But How Would We Tap In?

By | April 26, 2006

High gas prices are the problem. Black holes are the unlikely ultimate answer:

A new study finds that the supermassive black holes at the hearts of some galaxies are the most fuel efficient engines in the universe.

“If you could make a car engine that was as efficient as one of these black holes, you could get about a billion miles out of a gallon of gas,” said study team leader Steve Allen of the Kavli Institute for Particle Astrophysics and Cosmology at Stanford University. “In anyone’s book, that would be pretty green.”

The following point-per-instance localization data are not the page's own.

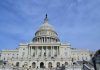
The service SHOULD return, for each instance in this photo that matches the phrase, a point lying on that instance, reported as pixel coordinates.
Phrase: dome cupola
(46, 33)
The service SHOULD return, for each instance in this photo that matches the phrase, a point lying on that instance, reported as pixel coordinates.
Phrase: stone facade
(45, 50)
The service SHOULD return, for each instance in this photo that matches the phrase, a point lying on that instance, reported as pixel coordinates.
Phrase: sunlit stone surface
(45, 51)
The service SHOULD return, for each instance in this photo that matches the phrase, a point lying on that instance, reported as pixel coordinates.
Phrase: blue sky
(75, 21)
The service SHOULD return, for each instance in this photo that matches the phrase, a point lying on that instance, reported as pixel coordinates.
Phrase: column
(46, 51)
(57, 51)
(30, 50)
(35, 51)
(42, 51)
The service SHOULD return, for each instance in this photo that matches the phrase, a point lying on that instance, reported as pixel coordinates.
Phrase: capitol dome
(46, 33)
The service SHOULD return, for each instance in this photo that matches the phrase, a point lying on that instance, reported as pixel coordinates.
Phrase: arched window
(33, 65)
(58, 64)
(66, 63)
(49, 65)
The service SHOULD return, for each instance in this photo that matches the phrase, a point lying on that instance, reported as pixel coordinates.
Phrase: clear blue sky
(75, 21)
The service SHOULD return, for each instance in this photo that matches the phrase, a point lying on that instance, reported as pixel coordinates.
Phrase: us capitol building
(45, 50)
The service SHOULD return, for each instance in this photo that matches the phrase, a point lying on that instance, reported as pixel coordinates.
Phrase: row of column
(36, 51)
(45, 39)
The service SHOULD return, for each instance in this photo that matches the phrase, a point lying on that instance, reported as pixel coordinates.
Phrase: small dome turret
(46, 33)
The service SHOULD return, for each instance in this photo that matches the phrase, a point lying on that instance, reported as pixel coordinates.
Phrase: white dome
(46, 31)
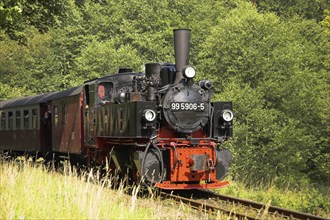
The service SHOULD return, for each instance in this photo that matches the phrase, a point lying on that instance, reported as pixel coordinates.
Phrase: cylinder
(152, 70)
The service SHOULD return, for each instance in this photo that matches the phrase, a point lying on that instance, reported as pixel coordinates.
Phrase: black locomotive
(155, 124)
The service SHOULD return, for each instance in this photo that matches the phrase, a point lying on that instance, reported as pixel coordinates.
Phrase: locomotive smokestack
(181, 48)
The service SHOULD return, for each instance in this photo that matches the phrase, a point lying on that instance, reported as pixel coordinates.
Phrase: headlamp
(149, 115)
(227, 115)
(189, 72)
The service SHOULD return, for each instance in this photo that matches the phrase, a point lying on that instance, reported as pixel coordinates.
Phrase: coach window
(26, 119)
(64, 114)
(3, 120)
(55, 116)
(10, 120)
(18, 120)
(34, 119)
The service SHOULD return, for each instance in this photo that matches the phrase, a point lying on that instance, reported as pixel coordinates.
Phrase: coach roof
(41, 98)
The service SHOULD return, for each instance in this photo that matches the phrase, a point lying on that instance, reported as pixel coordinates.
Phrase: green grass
(31, 191)
(308, 199)
(35, 191)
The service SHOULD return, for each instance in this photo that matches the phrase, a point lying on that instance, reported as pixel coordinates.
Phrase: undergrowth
(30, 190)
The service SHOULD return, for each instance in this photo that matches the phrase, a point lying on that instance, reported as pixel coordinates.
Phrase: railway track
(234, 207)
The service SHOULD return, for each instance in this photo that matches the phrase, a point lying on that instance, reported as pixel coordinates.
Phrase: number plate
(187, 106)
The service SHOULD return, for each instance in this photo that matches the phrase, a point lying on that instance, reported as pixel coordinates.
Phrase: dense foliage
(271, 58)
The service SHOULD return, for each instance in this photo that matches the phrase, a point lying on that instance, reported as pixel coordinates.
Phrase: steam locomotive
(155, 124)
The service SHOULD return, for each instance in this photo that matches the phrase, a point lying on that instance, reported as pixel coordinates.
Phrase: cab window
(104, 91)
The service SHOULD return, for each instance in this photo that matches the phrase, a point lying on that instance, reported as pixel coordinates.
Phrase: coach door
(89, 115)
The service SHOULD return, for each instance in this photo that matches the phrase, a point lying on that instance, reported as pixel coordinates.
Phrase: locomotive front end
(192, 129)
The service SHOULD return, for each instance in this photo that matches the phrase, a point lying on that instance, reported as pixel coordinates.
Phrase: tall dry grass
(30, 190)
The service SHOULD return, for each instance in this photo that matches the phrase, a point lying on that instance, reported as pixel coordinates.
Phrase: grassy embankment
(32, 190)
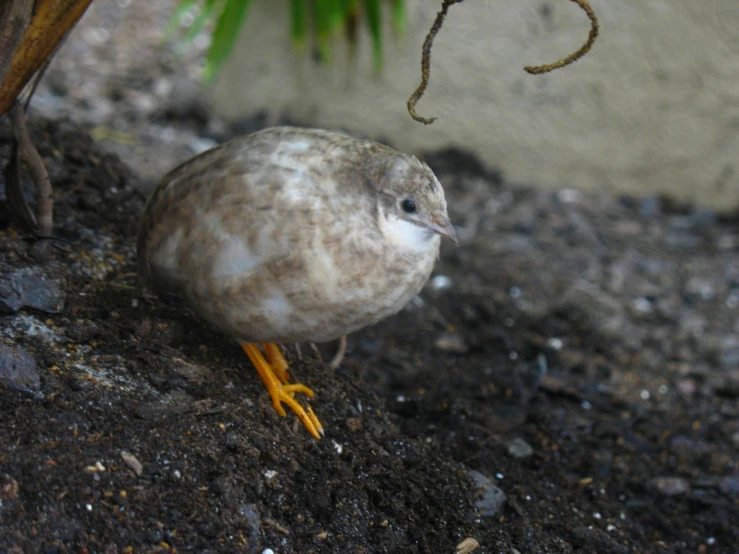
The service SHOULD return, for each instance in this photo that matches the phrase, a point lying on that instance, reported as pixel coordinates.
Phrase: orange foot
(275, 377)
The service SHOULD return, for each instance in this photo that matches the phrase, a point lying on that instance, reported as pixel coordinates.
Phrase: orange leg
(275, 378)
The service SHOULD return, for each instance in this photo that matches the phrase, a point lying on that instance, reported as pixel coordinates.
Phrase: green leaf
(224, 35)
(298, 17)
(374, 19)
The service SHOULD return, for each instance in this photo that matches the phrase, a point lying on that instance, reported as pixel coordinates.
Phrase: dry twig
(534, 70)
(584, 49)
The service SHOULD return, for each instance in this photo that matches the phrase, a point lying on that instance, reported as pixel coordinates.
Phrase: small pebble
(467, 545)
(32, 287)
(670, 486)
(18, 369)
(132, 462)
(490, 498)
(519, 448)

Granted, we probably won’t really be harnessing them to power automobiles. But they’ve got to be good for something: probably enormous engineering projects a century or two down the road that we can only vaguely conceptualize at this point.

The article goes on to make the rather offbeat point that black holes are also “green” in the role they play in preventing the galacgtic version of urban sprawl — by basically sucking everything in the vicinity in and annihilating it all.

Er, okay. Pretty handy, huh?

UPDATE: Meanwhile, here’s the low-down on some less exotic energy alternatives.

  • http://www.acceleratingfuture.com/michael/blog Michael Anissimov

    When Bush was asked by a child in the audience the other day, “what will America be like in 10 years?”, the *first* thing he said was that we should be driving cars with hydrogen fuel cells. And if not hydrogen fuel cells, he wanted to see a plug-in hybrid model that allows about 50 miles of gas-free travel before it kicks into consumption mode.

    Of course he is obligated to say stuff like this, in light of the skyrocketing gas prices, but I still think it’s great. I am also fond of his attention to nuclear and hope that he is responsible for building new plants before his term is up.